As the region celebrates Basant Panchami on Saturday, residents of Chandigarh seem to be indifferent towards the festival that ushers in spring. Is it because the festival has arrived earlier than usual with winter yet to relent? Or is it just plain lack of interest?
Harbhajan Bajaj, an 80-year-old housewife, says, “Chandigarh is a city where festivals celebrated in the West such as Valentine’s Day or Mother’s Day would be celebrated but indigenous ones like Basant Panchami are just another day.”
City youngsters were surely oblivious to the festival of kites. Karan Nagpal, a college student, said, “I didn’t know it’s Basant Panchami. I thought it’s in the middle of February.”
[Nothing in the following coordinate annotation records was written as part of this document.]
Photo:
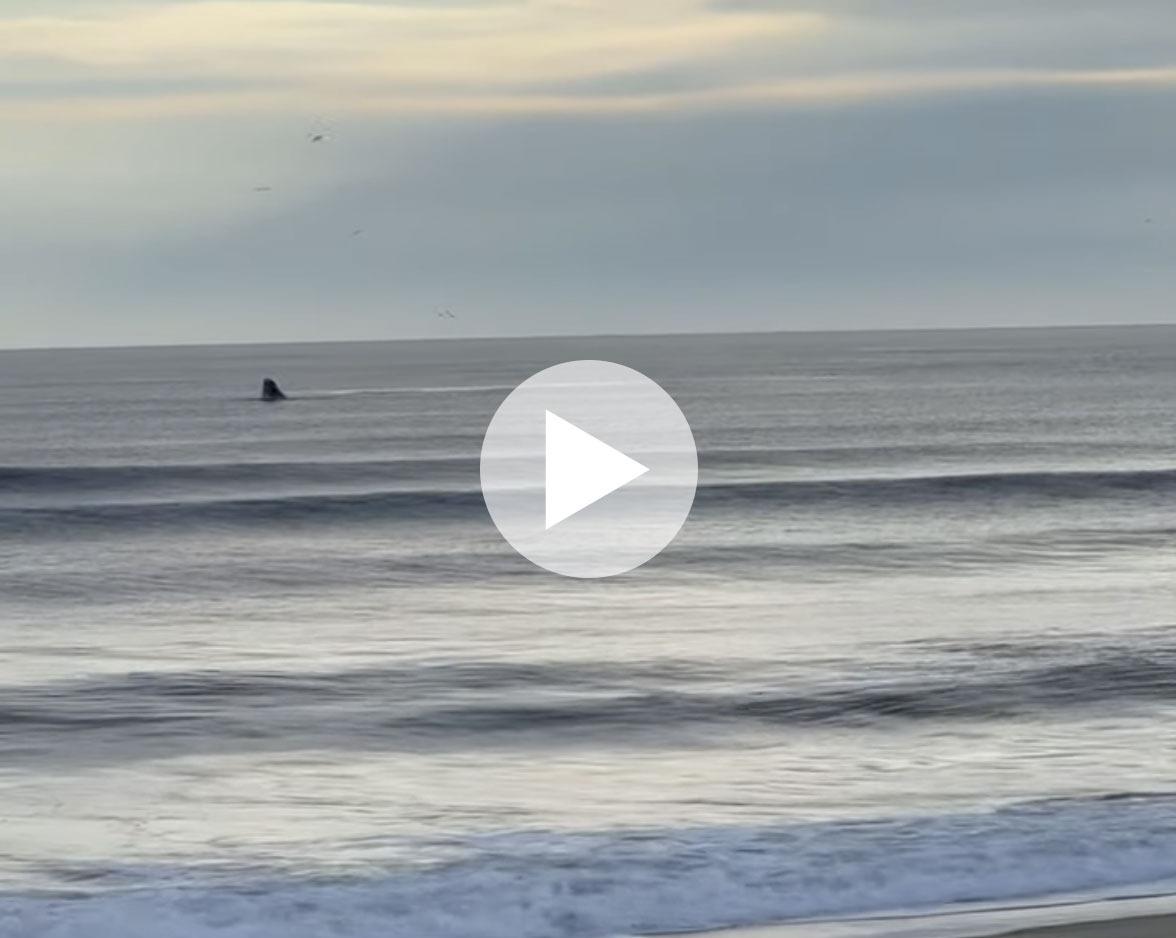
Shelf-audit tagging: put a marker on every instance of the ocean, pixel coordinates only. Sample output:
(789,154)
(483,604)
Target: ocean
(268,670)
Sonia Khanda, who is pursuing her masters in mass communication from Panjab University, blames her generation for lack of interest in indigenous festivals. “We remember Indian festivals only for the holidays. There is no emotion attached to them,” she added.
Saraswati puja today
Local residents may not be clued in, but members of communities from other parts of the country, particularly Bengalis, are geared up for this festival. Neelkanth Das, who hails from West Bengal, said, “It’s an important festival for us. Saraswati puja is held on this day and we seek blessings of the goddess of learning on the occasion.”